Guys

Girl: So Natalie Portman is speaking tonight. I want to go.
Boy: What is it about?
Girl: Poverty, but who cares? It’s Natalie Portman.
Boy: Yeah, fuck poverty, she’s hot.

University
Berkeley, California

20-something girl looking at picture: Isn't he so hot with his nunchucks?”
20-something guy friend: Those are called “muttonchops.”

Bar
Connecticut

Guy: If you could put a moose and en elk in a wind tunnel, could you work out which one generates more lift better if they were the right way up or upside down?

London
England

Overheard by: Bemused

Hobo: You ever model?
Cute Asian guy: Uh, no.
Hobo: You should think about it. You have nice cheekbones. But definitely go with an agency.
Cute Asian guy: Okay. (awkward pause)
Hobo: By the way, this is man-to-man. This isn't no gay shit!

Chicago, Illinois

Rednecks in pickup truck, driving past bus stop: Hey, pretty girl! Want a ride?
(pretty girl waiting for bus shakes her head, truck moves on)
Pretty girl, to male companion: So, is everyone here just really friendly, or what?
Male companion: No, they're creepy.
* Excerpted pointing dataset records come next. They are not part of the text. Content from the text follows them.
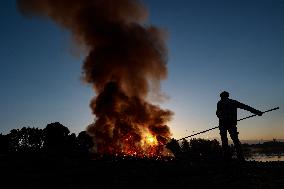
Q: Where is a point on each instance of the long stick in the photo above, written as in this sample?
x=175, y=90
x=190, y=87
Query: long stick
x=218, y=125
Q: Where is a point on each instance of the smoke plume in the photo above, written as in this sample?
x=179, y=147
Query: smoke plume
x=125, y=63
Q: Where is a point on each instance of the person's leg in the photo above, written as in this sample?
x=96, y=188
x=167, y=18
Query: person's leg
x=234, y=136
x=224, y=139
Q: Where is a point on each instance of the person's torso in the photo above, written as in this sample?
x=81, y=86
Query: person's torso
x=227, y=109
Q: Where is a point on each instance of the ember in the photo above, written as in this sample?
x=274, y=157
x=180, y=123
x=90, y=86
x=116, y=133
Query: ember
x=125, y=63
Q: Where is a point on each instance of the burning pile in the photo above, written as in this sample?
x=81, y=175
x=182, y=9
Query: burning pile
x=126, y=62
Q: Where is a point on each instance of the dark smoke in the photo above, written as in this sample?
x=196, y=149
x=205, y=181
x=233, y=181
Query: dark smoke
x=126, y=62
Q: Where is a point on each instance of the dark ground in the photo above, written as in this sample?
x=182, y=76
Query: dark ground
x=40, y=173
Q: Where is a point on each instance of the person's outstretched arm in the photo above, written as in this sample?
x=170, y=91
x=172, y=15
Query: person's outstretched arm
x=248, y=108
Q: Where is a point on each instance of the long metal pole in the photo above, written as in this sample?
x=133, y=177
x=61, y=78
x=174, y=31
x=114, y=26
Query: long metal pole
x=218, y=125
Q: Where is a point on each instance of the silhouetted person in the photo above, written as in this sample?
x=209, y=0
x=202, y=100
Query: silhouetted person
x=227, y=114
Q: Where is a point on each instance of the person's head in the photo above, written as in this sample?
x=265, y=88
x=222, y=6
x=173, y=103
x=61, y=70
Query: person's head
x=224, y=95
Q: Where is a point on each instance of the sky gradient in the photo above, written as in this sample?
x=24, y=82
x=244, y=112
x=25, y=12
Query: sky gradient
x=213, y=46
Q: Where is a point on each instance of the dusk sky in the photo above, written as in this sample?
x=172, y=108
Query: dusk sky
x=214, y=45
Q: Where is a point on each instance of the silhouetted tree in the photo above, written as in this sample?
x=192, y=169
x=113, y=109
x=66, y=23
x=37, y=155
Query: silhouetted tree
x=4, y=144
x=14, y=140
x=56, y=136
x=71, y=144
x=85, y=142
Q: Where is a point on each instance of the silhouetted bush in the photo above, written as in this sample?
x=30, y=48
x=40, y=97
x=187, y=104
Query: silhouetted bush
x=55, y=140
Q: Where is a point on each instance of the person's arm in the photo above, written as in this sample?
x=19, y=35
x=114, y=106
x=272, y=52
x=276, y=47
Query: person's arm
x=218, y=111
x=248, y=108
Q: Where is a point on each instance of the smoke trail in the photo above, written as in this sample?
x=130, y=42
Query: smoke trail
x=125, y=63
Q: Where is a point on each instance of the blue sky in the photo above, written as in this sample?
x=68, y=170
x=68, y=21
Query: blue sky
x=213, y=46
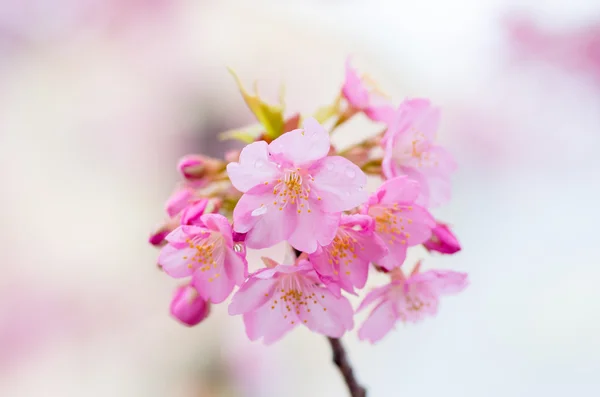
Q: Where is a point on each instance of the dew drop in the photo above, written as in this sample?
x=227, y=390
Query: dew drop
x=259, y=211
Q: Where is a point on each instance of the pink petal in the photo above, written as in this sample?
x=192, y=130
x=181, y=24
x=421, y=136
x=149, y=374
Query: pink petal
x=218, y=223
x=236, y=266
x=188, y=307
x=330, y=316
x=424, y=184
x=379, y=323
x=270, y=324
x=178, y=201
x=251, y=295
x=214, y=284
x=302, y=146
x=254, y=167
x=191, y=214
x=340, y=184
x=312, y=229
x=419, y=230
x=265, y=226
x=183, y=232
x=372, y=248
x=175, y=261
x=401, y=190
x=372, y=296
x=443, y=281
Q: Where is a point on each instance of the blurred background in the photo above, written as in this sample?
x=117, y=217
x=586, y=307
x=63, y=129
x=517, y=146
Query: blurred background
x=99, y=98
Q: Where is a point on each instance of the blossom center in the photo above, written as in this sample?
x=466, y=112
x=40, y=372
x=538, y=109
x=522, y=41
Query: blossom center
x=292, y=188
x=294, y=297
x=208, y=252
x=392, y=221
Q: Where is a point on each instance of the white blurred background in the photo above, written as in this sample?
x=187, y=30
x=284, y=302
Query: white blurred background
x=98, y=99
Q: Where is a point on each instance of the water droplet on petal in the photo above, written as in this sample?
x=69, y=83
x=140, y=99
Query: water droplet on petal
x=259, y=211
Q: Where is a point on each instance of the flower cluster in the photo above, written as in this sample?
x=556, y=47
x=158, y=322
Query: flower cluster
x=289, y=184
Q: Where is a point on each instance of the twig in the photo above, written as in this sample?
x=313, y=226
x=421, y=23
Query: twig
x=341, y=361
x=340, y=358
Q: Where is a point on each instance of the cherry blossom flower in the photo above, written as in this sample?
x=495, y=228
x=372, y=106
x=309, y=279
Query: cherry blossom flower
x=362, y=95
x=206, y=252
x=410, y=150
x=345, y=262
x=188, y=307
x=442, y=240
x=276, y=299
x=293, y=191
x=407, y=299
x=399, y=222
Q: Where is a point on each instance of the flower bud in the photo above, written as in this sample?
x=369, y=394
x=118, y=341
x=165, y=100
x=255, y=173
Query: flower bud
x=192, y=166
x=442, y=240
x=188, y=307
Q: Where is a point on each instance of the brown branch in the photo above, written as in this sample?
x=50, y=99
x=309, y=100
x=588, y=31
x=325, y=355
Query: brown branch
x=341, y=361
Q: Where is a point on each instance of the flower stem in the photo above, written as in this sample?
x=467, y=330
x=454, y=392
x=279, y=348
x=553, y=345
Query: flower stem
x=340, y=359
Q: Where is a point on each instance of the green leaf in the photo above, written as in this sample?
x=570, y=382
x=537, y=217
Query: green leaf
x=270, y=116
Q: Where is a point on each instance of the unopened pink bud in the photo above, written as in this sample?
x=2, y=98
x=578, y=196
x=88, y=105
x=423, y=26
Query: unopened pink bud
x=193, y=212
x=442, y=240
x=158, y=238
x=192, y=166
x=188, y=307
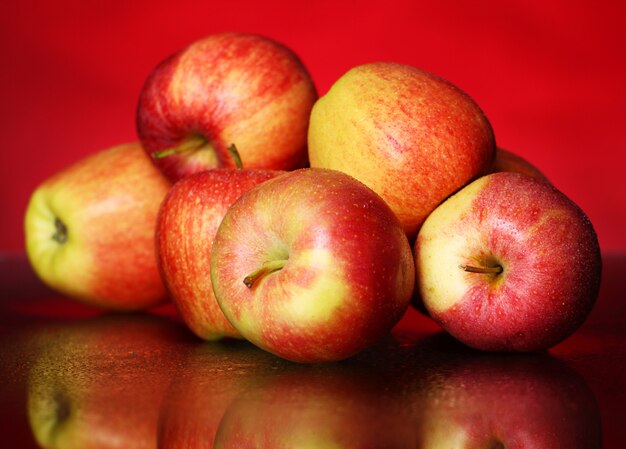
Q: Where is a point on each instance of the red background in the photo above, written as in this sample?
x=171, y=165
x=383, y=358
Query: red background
x=551, y=76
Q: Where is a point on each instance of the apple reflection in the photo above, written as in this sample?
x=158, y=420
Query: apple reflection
x=209, y=379
x=337, y=406
x=471, y=400
x=143, y=382
x=98, y=383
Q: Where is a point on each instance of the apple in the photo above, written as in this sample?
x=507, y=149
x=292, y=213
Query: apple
x=530, y=401
x=509, y=263
x=312, y=266
x=186, y=225
x=99, y=383
x=90, y=230
x=508, y=161
x=226, y=89
x=409, y=135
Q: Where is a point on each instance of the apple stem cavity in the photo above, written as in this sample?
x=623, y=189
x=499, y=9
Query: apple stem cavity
x=483, y=270
x=265, y=269
x=60, y=235
x=232, y=150
x=191, y=143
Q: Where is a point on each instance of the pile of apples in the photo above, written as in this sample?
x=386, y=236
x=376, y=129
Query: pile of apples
x=308, y=225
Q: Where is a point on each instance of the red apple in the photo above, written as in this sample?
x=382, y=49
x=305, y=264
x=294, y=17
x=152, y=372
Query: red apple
x=409, y=135
x=508, y=263
x=90, y=230
x=186, y=225
x=508, y=161
x=226, y=89
x=312, y=266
Don't talk to them.

Highlandtown, Baltimore

Overheard by: tourist

Tattooed guy: I once tried to smoke Aloe vera.

Taste of India
Minneapolis, Minnesota

Schoolboy #1: I hear there's this law in America where if you're a guy you can marry your brother.
Schoolboy #2: That's wrong.
Schoolboy #1: Even if you're a dude!

Adelaide
Australia

Man wearing cargo pants, on day before Easter: So what's this foolishness about you guys being closed tomorrow?
YMCA staff member: Apparently, we're celebrating Easter.
Man wearing cargo pants: But you guys are pagan!

Naperville, Illinois

Overheard by: Lauren

Guy #1, about super tan waitress: Wow, she’s well done. I prefer medium-well.
Guy #2: Yeah, me, too. I like a little pink.

Lincoln, Nebraska

Overheard by: evh

Guy to girlfriend: Okay! I promise I won’t talk about the smell of your vagina ever again.